Alan Aykbourn’s wry, witty and devastatingly middle-class play Bedroom Farce gently mocks those who marry for convenience, those who settle for second best and those who hide porn under the socks or think about floorboards while their partner is giving their “best performance”. But as we sit voyeuristically gazing at the three bedrooms and four issue-laden couples, the bleakness of the institution of marriage teeters delicately over the comic one-liners.

In bedroom one there’s Earnest (Bruce Montague) and Delia (Juliet Mills), the elderly couple who fit one another like comfy slippers. Bedroom two houses the playful, youthful and seemingly most well adjusted couple Malcolm (Ayden Callaghan) and Kate (Julia Mallam). Bedroom three is home to Jan and Nick (Max Caulfield) the pair who settled for second best. Then flitting between the bedrooms are Susannah and Trevor (Oliver Boot), the maladjusted duo who spend most of the play in tears or ripping each other’s hair out.

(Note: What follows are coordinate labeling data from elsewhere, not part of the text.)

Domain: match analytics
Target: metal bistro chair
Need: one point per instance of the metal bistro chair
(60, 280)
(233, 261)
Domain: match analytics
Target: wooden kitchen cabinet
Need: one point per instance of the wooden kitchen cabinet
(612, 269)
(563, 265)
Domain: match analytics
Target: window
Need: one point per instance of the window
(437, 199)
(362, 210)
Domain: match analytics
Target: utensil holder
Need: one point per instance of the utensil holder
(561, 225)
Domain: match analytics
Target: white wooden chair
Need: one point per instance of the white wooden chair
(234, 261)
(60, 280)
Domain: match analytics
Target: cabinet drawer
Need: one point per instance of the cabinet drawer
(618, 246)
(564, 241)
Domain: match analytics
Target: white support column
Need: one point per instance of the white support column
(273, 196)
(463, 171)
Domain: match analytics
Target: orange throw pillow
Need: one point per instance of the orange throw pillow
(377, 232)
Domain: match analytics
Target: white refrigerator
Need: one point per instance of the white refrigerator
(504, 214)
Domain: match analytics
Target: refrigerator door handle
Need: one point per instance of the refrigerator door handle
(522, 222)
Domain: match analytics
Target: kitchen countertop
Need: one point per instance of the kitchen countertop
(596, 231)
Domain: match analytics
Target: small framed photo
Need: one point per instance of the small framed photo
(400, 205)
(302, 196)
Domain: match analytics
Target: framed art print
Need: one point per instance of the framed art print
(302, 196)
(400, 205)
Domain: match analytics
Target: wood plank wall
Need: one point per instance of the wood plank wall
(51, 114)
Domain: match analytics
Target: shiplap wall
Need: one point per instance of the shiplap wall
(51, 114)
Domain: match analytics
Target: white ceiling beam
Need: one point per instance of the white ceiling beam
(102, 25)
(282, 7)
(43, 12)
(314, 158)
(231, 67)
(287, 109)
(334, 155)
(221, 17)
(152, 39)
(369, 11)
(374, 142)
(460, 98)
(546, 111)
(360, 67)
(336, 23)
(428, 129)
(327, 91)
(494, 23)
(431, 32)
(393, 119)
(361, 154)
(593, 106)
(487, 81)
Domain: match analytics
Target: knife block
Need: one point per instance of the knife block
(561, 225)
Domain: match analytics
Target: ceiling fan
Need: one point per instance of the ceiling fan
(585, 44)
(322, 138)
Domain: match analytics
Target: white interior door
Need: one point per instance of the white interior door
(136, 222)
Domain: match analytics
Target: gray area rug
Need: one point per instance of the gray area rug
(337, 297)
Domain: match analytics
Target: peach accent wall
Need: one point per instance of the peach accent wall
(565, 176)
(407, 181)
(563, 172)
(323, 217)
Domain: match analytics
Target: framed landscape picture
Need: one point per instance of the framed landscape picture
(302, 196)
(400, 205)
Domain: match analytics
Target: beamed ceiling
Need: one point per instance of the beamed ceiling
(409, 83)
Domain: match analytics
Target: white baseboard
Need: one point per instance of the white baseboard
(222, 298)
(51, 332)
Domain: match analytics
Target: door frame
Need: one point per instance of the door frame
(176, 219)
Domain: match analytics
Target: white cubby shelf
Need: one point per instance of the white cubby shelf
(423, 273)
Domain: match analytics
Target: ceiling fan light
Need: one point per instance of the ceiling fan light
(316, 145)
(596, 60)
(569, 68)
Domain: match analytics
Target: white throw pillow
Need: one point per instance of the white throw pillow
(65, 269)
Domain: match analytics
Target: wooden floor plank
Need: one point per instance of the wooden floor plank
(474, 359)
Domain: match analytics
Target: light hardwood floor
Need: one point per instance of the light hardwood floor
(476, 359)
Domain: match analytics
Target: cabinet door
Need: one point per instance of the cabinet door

Let down only by a couple of one-note performances, Peter Hall’s ensemble production is a largely enjoyable affair. With Aykbourn’s words rolling off the tongues of Mills and Montague, the relationship between Susannah and Trevor is left to offer a more sombre portrait of marriage. As Susannah nervously mutters: “I am confident, I am attractive” when she thinks she’s alone, the tenderness of her self-conscious character comes out and we’re left thinking she should be alone to “find out who she is” as Delia wisely puts it. As the play develops, Aykbourn’s scorn for marriage really becomes apparent, as the young couples each appear to have committed too soon in order to fit into that middle-class ideal. Hardly updated, Bedroom Farce faces a few challenges in terms of relevance in 2010 but whilst attitudes towards marriage have changed since the 1970s, with the Con-Dem coalition rewarding married couples over single-parent families, it seems that Bedroom Farce holds a more sinister position as a grim glimpse at a future where once more relationships are only valued if they are legally binding regardless of personal happiness.